Büyük petrol ve gaz üreticileri, sürekli olarak yukarı akış iş alanlarını genişletiyor ve yeni bir entegrasyon dalgası başlatıyor. Giderek daha fazla enerji şirketi, önümüzdeki birkaç on yıl boyunca istikrarlı bir tedarik sağlamak için en iyi petrol ve gaz varlıkları için rekabetlerini yoğunlaştıracak. Petrol talebinin zirvesinin gelip gelmediği konusunda devam eden tartışmalar olsa da, fosil çağının henüz sona ermediği kesin olabilir.
Kömür talebinin yeni bir zirveye ulaşmasının tarihi dönüm noktası gelebilir
2023 yılında küresel kömür talebi, toplam hacmin 8,5 milyar tonu aşmasıyla yeni bir tarihi zirveye ulaştı.
Genel olarak ülkelerin politika düzeyinde temiz enerjiye verdikleri önem, küresel kömür talebinin büyüme hızını yavaşlatmış olsa da, kömür birçok ülkenin enerji sistemlerinin “balast taşı” olmaya devam ediyor.

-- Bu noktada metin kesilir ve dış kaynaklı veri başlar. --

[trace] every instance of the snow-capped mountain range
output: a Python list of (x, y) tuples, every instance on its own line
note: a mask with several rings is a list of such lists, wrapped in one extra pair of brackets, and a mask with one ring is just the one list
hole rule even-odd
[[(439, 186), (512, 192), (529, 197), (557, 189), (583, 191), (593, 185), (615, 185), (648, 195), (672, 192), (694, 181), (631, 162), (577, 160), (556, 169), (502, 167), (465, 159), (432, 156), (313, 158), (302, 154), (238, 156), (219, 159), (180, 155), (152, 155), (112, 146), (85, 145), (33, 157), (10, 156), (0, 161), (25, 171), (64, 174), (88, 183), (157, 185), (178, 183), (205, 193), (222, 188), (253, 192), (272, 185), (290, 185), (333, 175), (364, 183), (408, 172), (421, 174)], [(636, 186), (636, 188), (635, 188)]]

Piyasa koşulları açısından bakıldığında, kömür piyasası salgın durumu, Rusya-Ukrayna çatışması ve diğer faktörler nedeniyle oluşan keskin arz dalgalanmaları döneminden temelde çıkmış ve küresel kömür fiyatlarının ortalama seviyesi düşmüştür. Arz açısından bakıldığında, Rus kömürünün Avrupa ve Amerika ülkeleri tarafından uygulanan yaptırımlar nedeniyle indirimli fiyattan piyasaya girme olasılığı daha yüksektir; Endonezya, Mozambik ve Güney Afrika gibi kömür üreten ülkelerin ihracat hacmi artmış, Endonezya'nın kömür ihracat hacmi 500 milyon tona yaklaşarak yeni bir tarihi rekor kırmıştır.
Uluslararası Enerji Ajansı'nın görüşüne göre, küresel kömür talebi çeşitli ülkelerdeki karbon azaltma süreçleri ve politikalarının etkisi nedeniyle tarihi bir dönüm noktasına ulaşmış olabilir. Yenilenebilir enerjinin kurulu kapasitesi elektrik talebinin büyüme oranını aştıkça, kömür elektrik talebi aşağı yönlü bir eğilim gösterebilir ve fosil yakıt olarak kömür tüketiminin "yapısal" bir düşüş yaşaması bekleniyor.